Having not dined indoors without a mask in over two years, I felt all the anxious, just walking through the front door. The few people eating, the smell coming from the kitchen and, the fact that I was standing in the middle of a Twin Peaks shooting location made discomfort feel a whole lot more comfortable. Cherry pie and coffee were requisite. As good as Agent Cooper advertised. The real star of the sit-down, however, the the bowl of corned beef hash that I ordered. The serving size was larger than my head, which made me wonder, as rules are rules, whether I should attempt to eat the whole thing.
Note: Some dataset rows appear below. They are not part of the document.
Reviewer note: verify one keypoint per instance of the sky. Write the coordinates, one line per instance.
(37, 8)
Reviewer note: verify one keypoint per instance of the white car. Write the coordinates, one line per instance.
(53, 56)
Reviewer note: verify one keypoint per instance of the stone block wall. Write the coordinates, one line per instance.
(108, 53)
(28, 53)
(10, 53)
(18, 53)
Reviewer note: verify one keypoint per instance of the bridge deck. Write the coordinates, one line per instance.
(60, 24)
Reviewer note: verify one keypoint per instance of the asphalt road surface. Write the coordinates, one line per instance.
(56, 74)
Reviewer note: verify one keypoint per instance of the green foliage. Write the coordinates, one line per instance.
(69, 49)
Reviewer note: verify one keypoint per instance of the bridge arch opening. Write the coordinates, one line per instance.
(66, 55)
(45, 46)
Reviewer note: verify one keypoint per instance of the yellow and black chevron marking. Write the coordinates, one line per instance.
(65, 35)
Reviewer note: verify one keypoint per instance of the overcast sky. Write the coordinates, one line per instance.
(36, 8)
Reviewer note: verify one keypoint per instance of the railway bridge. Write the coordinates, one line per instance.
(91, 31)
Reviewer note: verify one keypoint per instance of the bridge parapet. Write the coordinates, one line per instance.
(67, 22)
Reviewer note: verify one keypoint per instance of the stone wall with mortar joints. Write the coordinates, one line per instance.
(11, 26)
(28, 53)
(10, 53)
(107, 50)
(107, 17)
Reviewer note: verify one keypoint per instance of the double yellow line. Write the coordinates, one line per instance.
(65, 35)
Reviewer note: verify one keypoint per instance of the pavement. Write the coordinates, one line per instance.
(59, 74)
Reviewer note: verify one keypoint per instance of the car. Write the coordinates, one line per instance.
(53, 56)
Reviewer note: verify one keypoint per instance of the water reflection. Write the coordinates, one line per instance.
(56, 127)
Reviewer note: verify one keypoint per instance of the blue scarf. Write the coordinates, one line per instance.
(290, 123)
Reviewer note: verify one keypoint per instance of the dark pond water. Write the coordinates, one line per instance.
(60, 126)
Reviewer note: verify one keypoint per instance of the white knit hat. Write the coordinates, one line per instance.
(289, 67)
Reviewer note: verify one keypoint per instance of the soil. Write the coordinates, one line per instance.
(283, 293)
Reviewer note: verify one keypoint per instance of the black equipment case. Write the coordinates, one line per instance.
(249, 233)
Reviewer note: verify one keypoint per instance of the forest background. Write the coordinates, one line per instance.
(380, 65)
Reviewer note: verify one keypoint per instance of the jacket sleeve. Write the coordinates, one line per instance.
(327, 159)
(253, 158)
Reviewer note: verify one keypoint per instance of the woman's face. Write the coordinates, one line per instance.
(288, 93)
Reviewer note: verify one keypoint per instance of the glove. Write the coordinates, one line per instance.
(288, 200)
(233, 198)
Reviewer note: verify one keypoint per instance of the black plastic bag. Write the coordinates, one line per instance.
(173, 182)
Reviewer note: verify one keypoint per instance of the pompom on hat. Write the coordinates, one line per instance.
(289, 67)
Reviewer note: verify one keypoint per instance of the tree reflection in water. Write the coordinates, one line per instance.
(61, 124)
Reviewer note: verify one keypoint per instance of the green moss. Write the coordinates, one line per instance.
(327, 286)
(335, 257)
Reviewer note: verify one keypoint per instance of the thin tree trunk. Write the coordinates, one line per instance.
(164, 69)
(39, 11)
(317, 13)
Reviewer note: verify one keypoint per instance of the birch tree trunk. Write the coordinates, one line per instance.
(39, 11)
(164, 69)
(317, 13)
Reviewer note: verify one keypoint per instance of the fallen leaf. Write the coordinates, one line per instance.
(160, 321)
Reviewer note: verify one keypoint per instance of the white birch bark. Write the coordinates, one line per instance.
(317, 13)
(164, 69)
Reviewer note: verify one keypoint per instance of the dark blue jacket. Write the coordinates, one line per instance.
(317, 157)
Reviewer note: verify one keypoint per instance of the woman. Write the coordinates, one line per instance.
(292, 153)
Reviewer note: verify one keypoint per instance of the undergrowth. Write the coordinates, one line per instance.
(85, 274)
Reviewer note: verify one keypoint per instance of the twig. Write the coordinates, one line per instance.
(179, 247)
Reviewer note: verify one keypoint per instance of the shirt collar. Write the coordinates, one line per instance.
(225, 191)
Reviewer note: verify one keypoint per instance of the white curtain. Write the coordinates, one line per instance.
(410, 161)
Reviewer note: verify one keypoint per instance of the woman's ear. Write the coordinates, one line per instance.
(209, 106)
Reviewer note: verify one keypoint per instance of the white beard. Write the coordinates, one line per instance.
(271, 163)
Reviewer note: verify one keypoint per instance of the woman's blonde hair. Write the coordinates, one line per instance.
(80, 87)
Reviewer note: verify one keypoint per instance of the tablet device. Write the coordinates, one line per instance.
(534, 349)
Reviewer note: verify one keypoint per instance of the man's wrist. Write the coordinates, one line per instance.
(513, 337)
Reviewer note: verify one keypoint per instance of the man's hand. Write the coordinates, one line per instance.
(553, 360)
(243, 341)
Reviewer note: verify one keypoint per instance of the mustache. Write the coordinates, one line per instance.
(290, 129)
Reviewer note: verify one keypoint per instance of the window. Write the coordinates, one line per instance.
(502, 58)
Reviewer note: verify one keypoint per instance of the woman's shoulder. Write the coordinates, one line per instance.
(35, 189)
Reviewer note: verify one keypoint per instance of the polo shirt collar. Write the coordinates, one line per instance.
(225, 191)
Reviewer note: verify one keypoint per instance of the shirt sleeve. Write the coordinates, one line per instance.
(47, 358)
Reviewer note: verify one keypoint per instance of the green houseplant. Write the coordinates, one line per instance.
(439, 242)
I used to spend a lot of time in diners. My regular breakfast joint knew me so well that they'd pour a mug of black spiked with some Irish as soon as I set foot through the door. Being back in my natural habitat made the food go down easy. I was left with a sleepy satisfied feeling that would stay with me until well into the evening. We were to make time that day. South, and to the east.
While planning our route the night before, I discovered a lot of splendid ways to waste our time on the road: A number of giant muffler men. A visit to the home of the zombie cheese sandwich. Christmas Trees made of deer antlers. Most took us too far out of the way: we had an agenda to maintain. The Teapot Dome Gas Station in Zillah, Washington, only required us to pull into a parking lot a few minutes off the interstate. Apparently, it was originally built in 1922 at the cusp of where Interstate 12 lazes today. It gave travelers a roadside oddity to glaze over at while they filled their tanks and reminded them of the Teapot Dome oil leasing scandal, uncovered the previous year. In 1975, the gas station was shifted from its original location to Zillah, with the notion of using it as a visitor's center.
It wasn't open when we dropped by. I suppose Zillah wasn't expecting company.
We stopped in Boise for the night. Another Airbnb. It was see how hard you're breathing cold out when we pulled in for the evening. The joint had a backyard for the dog. We stop for multiple walks a day when we're on the road. Off leash time, however, is always at a premium. Boudicca rolled hard and at length in the frosted grass, working the smell and feel of too many hours of car stress out of her fur and flesh. I drifted to sleep in an overheated room wondering if I'd die for the privilege of eating in a diner like everything was fine.